A popular narrative (see also: crutch) in football is to build up the mythos of a team’s starting quarterback. It’s a trope that cost the Seahawks back-to-back Super Bowls and it’s something that we’re seeing again as the Jacksonville Jaguars march onto the AFC Championship Game.

Before we get into this, all credit is due to the Jaguars. No one saw the team doing much before the season and now they’re just 60-minutes away from the franchise’s first-ever Super Bowl berth.

Do not buy Blake Bortles stock, no matter how hard the sports stock brokers on television try to sell it to you.

Please don’t get it twisted. Jaguars fans should be elated that the team is in the AFC Championship game, and there’s more than an outside shot the team can upset New England. None of the reasons Jacksonville can win in Foxboro next Sunday involve Blake Bortles; considering he probably played his way into being the franchise quarterback of the future, that’s a problem.

Bortles finished with over 200 yards passing but like most of his stats this year that’s a padded number. It wasn’t until just past the 12-minute mark in the fourth quarter that Bortles eclipsed the 100-yard mark, and chased that with two huge passes that padded his final total.

Leonard Fournette, on the other hand, scored three of Jacksonville’s touchdowns and went well over 100-yards on the ground. Unlike Bortles, the numbers that Fournette put up propped up the offense’s impressive 42-point performance. When it came to extending drives, more often than not Fournette was leaned on and he came through in a big way. The biggest mistake Jacksonville can make is leaning into the franchise quarterback narrative and building its offense around Bortles instead of Fournette (or, ideally, a franchise quarterback not on the roster yet).

The problem with Jacksonville is Bortles — who is not good. He’s Mark Sanchez, expect he’ll end up making more money and probably be a starter longer. Sanchez took the New York Jets to back-to-back AFC Championship games, including a playoff run where Tom Brady and the Patriots were surprising victims. He’s also responsible for the ‘Butt Fumble’; no one is mistaking him for a franchise quarterback.

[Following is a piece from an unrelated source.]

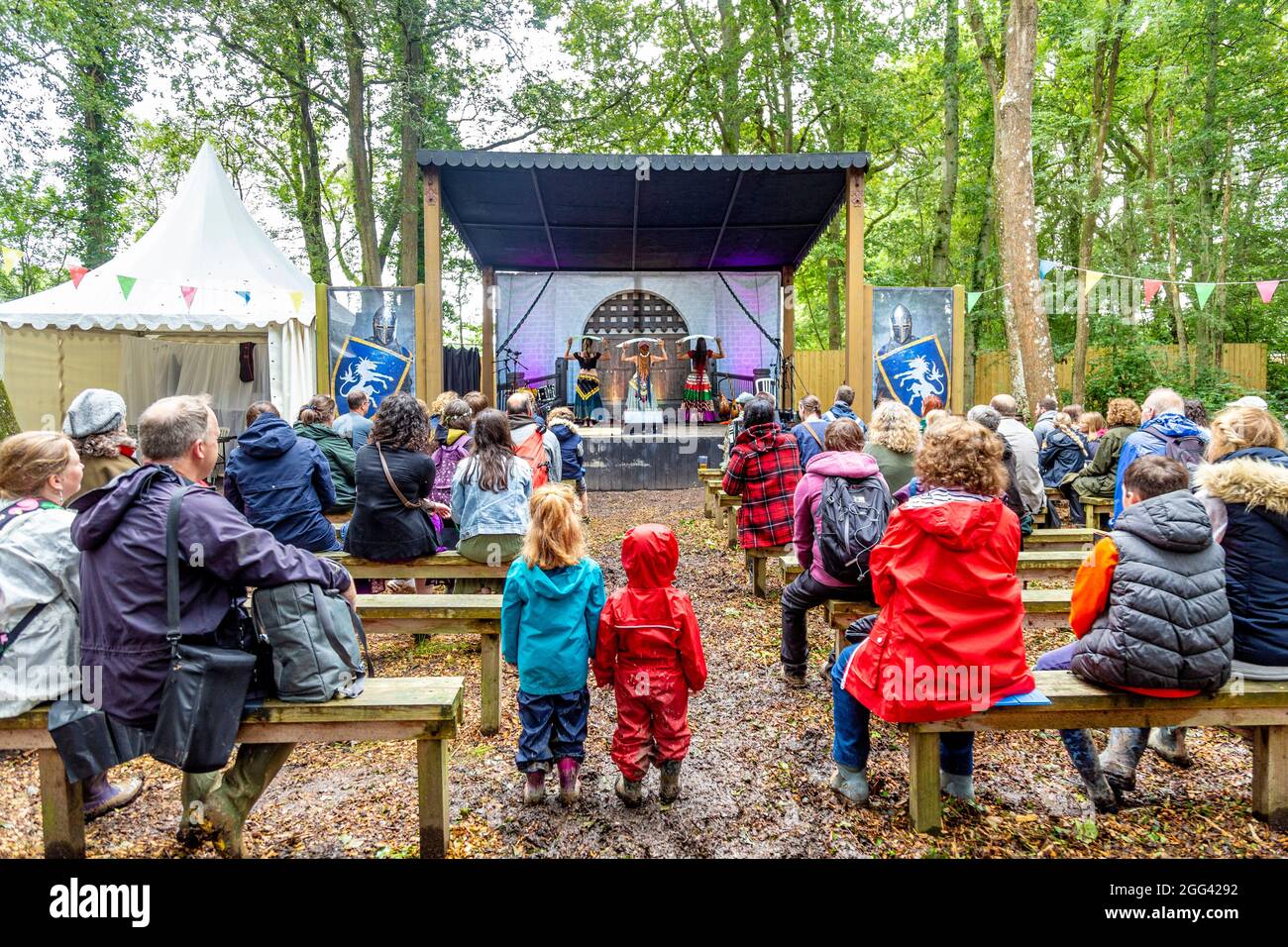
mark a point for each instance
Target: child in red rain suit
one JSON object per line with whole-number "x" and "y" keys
{"x": 651, "y": 650}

Bortles’ rise this postseason mirrors Sanchez’s, and it should alarm Jaguars fans looking to the future. The stats are there for Bortles in the same way that a kid who is tardy for class manages to slip in before the teacher notices he’s not there. He puts up the yardage but in the meantime makes throws that boggle the mind. He misses wide open receivers, air mails throws, and makes decisions that should give Jags fans cold sweats.

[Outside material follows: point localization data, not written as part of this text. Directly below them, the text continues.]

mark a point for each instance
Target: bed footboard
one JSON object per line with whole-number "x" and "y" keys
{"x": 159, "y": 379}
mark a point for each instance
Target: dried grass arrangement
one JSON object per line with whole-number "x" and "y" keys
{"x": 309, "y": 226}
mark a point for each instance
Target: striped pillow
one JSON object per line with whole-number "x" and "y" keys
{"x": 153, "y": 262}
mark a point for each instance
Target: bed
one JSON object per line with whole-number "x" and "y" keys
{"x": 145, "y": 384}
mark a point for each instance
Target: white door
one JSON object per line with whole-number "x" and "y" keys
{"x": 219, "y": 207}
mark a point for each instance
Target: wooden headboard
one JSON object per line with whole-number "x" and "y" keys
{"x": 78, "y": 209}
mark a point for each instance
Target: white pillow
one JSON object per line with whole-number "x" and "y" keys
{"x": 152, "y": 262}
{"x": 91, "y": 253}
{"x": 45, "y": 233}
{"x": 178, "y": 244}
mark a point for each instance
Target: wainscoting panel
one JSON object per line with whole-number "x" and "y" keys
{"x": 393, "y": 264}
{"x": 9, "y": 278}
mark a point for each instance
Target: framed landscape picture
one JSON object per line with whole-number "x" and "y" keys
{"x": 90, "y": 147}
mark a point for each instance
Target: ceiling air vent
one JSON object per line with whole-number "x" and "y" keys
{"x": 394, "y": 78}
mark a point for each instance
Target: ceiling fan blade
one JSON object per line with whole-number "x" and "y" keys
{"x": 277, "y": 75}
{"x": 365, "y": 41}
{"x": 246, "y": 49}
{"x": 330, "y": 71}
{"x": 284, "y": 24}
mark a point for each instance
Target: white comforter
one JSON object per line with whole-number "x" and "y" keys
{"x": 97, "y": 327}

In his first Conference Championship game, Sanchez threw for nearly 300-yards and a pair of touchdowns. In his second, he totaled less than 200 and it was all downhill from there. None of this is to rag on Jaguars fans, rather it’s a cautionary tale that buying Borltes future stock is a risky proposition at best, no matter what snake oil sales pitch has been delivered this postseason.

Borltes Apologists will point to his passer rating (which was less than Roethlisberger) and his lack of interceptions. Jacksonville scored 42-points on six touchdowns on Sunday. Bortles contributed one of those and completed less than half his passes.

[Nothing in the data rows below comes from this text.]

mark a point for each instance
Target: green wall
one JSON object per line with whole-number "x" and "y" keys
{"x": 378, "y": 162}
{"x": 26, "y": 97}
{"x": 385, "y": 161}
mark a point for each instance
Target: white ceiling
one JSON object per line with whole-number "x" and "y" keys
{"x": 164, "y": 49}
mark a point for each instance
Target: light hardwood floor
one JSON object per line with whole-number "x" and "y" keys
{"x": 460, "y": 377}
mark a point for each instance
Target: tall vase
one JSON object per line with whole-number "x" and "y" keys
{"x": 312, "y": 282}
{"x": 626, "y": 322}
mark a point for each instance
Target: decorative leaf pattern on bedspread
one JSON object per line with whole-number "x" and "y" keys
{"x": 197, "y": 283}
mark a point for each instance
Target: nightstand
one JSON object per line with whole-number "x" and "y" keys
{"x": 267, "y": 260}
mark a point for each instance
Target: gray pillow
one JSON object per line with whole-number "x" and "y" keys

All of the credit for the Jaguars win on Sunday belongs to Fournette and the defense. That’s been the story all year long, and it’s as true as ever in the Jaguars biggest game of the season. Between the two, 28-points were produced, and every point mattered. Don’t buy into the idea that one of the best wins in franchise history had anything to do with Bortles — just ask Jets fans how that mirage ends up.